Cherise was watching all of this with bright, feverish eyes. I had no idea what she was making of it. Knowing Cherise, probably something very interesting.

"Should I go find out?" Imara asked hopefully.

"No!" I yelped, and grabbed her wrist. She looked startled. "You stay put. I want you where I can keep my eye on you."

She gave me a mutinous look. Why hadn't my own mother traded me in once I'd hit puberty? I remembered giving her loads of mutinous looks. It was hugely annoying from this side of the maternal fence.

"I'm serious," I said. "The last time we saw any of the other Djinn, they weren't in the best mood ever. I don't want you running into trouble. I can't bail you out of it. Not against David."

I tried to sound as if dealing with this, and with her, was all in a day's work. Probably didn't succeed, judging from the smile she gave me. It wasn't my smile. It was entirely her own, with a little lopsided quirk on one side.

"I'll stay," she said. "Besides, you may need me next time, if the weather gets worse."

Cherise blurted out, "Next time? Does there have to be a next time?"

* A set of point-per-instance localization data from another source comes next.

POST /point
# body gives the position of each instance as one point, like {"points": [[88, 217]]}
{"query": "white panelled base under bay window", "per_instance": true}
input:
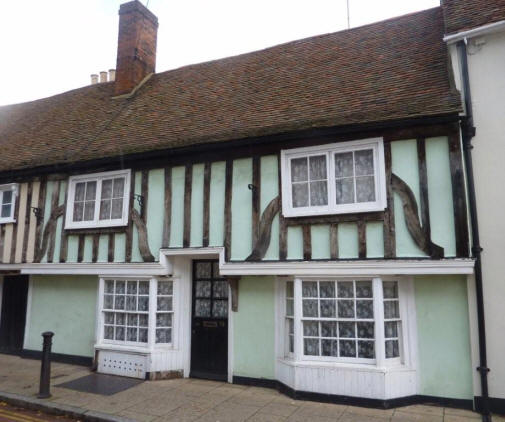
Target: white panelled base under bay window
{"points": [[98, 200], [350, 337], [346, 177]]}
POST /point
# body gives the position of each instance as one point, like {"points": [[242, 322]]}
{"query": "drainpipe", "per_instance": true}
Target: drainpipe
{"points": [[468, 132]]}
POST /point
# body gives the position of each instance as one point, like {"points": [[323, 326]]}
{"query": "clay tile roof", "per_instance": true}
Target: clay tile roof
{"points": [[389, 70], [461, 15]]}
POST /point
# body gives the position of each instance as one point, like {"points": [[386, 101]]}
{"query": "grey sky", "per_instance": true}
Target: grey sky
{"points": [[53, 46]]}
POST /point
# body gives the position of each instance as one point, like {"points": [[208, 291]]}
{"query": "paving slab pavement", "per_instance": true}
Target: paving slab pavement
{"points": [[188, 400]]}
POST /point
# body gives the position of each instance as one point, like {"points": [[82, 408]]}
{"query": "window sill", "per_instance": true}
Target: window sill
{"points": [[363, 367]]}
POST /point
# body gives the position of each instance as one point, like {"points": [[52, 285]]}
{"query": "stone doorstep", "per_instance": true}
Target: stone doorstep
{"points": [[34, 403]]}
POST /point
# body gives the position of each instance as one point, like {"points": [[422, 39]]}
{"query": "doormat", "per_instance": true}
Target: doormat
{"points": [[105, 385]]}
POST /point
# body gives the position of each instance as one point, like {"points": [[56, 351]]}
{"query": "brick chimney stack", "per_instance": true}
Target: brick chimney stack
{"points": [[136, 50]]}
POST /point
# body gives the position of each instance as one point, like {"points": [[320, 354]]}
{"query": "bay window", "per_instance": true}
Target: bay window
{"points": [[337, 178], [343, 320], [137, 312]]}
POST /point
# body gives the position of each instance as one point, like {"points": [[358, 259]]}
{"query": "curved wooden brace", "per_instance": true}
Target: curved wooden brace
{"points": [[265, 230], [48, 231], [145, 252], [410, 209]]}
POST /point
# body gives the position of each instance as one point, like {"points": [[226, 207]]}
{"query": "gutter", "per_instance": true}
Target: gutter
{"points": [[467, 133]]}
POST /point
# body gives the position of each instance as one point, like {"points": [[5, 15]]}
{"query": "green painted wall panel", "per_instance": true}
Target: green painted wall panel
{"points": [[216, 203], [155, 207], [405, 165], [254, 329], [59, 223], [295, 243], [67, 306], [103, 248], [88, 249], [72, 248], [445, 367], [375, 240], [196, 238], [241, 209], [320, 240], [177, 220], [119, 247], [347, 235], [440, 194]]}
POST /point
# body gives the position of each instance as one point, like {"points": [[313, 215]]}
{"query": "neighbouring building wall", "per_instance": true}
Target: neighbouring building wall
{"points": [[254, 329], [65, 305], [487, 84], [444, 362]]}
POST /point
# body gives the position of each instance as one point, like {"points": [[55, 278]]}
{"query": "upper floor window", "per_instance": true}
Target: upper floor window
{"points": [[8, 195], [98, 200], [337, 178]]}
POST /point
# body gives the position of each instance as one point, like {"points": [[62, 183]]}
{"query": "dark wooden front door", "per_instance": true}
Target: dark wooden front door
{"points": [[209, 327], [13, 316]]}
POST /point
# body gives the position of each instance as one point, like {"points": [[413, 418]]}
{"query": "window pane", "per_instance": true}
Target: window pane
{"points": [[364, 309], [220, 308], [90, 191], [107, 189], [391, 309], [311, 346], [118, 191], [347, 348], [105, 210], [299, 170], [309, 289], [78, 211], [347, 329], [365, 329], [310, 308], [300, 193], [7, 197], [318, 193], [364, 162], [344, 165], [327, 309], [344, 191], [117, 209], [365, 189], [89, 210], [6, 210], [390, 289], [366, 349], [318, 167], [80, 188], [392, 349]]}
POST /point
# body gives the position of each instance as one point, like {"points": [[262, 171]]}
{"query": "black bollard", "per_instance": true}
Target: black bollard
{"points": [[45, 367]]}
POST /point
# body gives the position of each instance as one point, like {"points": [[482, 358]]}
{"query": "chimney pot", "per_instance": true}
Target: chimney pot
{"points": [[136, 50]]}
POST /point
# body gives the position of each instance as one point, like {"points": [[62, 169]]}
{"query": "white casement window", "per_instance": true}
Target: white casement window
{"points": [[337, 178], [98, 200], [8, 195], [343, 320], [137, 312]]}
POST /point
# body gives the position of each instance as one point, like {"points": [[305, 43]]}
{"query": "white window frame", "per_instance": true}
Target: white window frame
{"points": [[380, 361], [329, 150], [14, 188], [151, 333], [96, 222]]}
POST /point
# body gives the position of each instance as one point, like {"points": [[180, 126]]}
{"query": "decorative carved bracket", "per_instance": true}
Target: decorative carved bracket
{"points": [[410, 209], [265, 230], [233, 282]]}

"Not if I can help it," I said firmly, and pressed a little more speed out of the accelerator. The cool, damp air streamed over my skin like the ghost of rain. I could have done with a more substantial sort of shower, the kind that came with shampoo and soap, but this did feel good. There was heavier weather up ahead, but we were in a clear area for the time being. I could arrange for it to stay with us, at least most of the way. "Cherise, you'd better get some rest." She needed it, poor thing. She'd been too crazed to sleep before, so I'd let her take over after we were a few hours out of Fort Lauderdale, and then again seven hours later. She'd barely closed her eyes since, and now she was starting to show the effects. Cherise was a perky, gorgeous thing, all tanned and toned in the best tradition of Florida beach bunnies, but there were telltale dark circles under her eyes. (She'd actually been a bikini model. And the "fun and sun" girl back at the podunk, fourth-rate television station that had employed us both in Florida. I didn't like remembering my job, but it hadn't involved a bikini. Except that once.)